There's usually a great deal of change going on in schools during the summer time.
For the third straight summer, one of the changes that will take place in schools is to the beverage mix available to students. In May 2006, the American Beverage Association developed national School Beverage Guidelines with the Alliance for a Healthier Generation - a joint initiative of the William J. Clinton Foundation and American Heart Association. Our industry agreed to the goal of implementing these guidelines by the 2009-2010 school year.
The guidelines change the beverage mix by capping calories, reducing portion sizes and removing full-calorie soft drinks. This means there is only water, low-fat and non-fat milk and portion-controlled 100 percent juice with no added sweeteners in elementary and middle schools, with the addition of non-diet soft drinks, low-calorie teas and portion-controlled sports drinks and waters in high schools.
A sound common-sense initiative that helps reinforce with students the need to balance the calories they consume with the calories they burn through exercise - an equation they are learning in school.
Well, as you might imagine, a lot of the change in this beverage mix takes place during the summer months - when the work causes less disruption to the school. After all, these changes come at a cost to industry, millions of dollars worth of changes in fact, including retrofitting vending machines to accommodate the smaller portion sizes, developing the smaller portion-size containers, changing production and delivery capabilities and more.
But it's done all for the right reasons. The beverage industry stepped up to make these changes to do its part to address a very complex problem of overweight and obesity - a problem that is going to take many solutions and a comprehensive approach.
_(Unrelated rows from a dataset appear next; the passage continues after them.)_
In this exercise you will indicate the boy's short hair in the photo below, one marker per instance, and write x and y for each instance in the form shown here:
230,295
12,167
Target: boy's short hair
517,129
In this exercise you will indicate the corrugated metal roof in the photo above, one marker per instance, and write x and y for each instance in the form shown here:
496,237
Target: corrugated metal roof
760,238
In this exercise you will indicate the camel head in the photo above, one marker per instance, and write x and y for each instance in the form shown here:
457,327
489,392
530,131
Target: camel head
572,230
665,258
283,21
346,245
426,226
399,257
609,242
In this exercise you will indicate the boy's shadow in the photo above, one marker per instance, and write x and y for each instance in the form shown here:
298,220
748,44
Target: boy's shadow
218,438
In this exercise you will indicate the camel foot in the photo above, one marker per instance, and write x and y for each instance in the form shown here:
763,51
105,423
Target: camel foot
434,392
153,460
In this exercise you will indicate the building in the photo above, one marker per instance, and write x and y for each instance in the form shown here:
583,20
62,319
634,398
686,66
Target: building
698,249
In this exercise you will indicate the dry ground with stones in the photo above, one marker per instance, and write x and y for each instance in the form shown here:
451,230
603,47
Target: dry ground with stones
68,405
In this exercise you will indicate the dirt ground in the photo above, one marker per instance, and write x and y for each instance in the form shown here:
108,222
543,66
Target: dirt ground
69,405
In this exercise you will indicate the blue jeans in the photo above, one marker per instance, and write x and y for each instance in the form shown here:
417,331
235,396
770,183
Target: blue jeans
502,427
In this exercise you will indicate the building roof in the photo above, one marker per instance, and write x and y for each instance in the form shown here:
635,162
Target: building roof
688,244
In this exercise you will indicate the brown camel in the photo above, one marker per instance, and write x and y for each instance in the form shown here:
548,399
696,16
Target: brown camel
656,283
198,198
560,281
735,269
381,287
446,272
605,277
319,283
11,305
So when it comes to improving health care, the beverage industry is by no means on the sidelines. We've very much in the game and we're making big plays.
Help out if you can by checking with your school before summer lets out to make sure the guidelines are being implemented in your child's school. We need the school's agreement and help to make it happen. And thankfully, after two years, we have nearly 80 percent of schools under contract in compliance. But we want to keep working toward the goal.
Hopefully, you've already noticed the change. If you haven't, please let your principal or school superintendent know that this is the summer to make it happen in your school.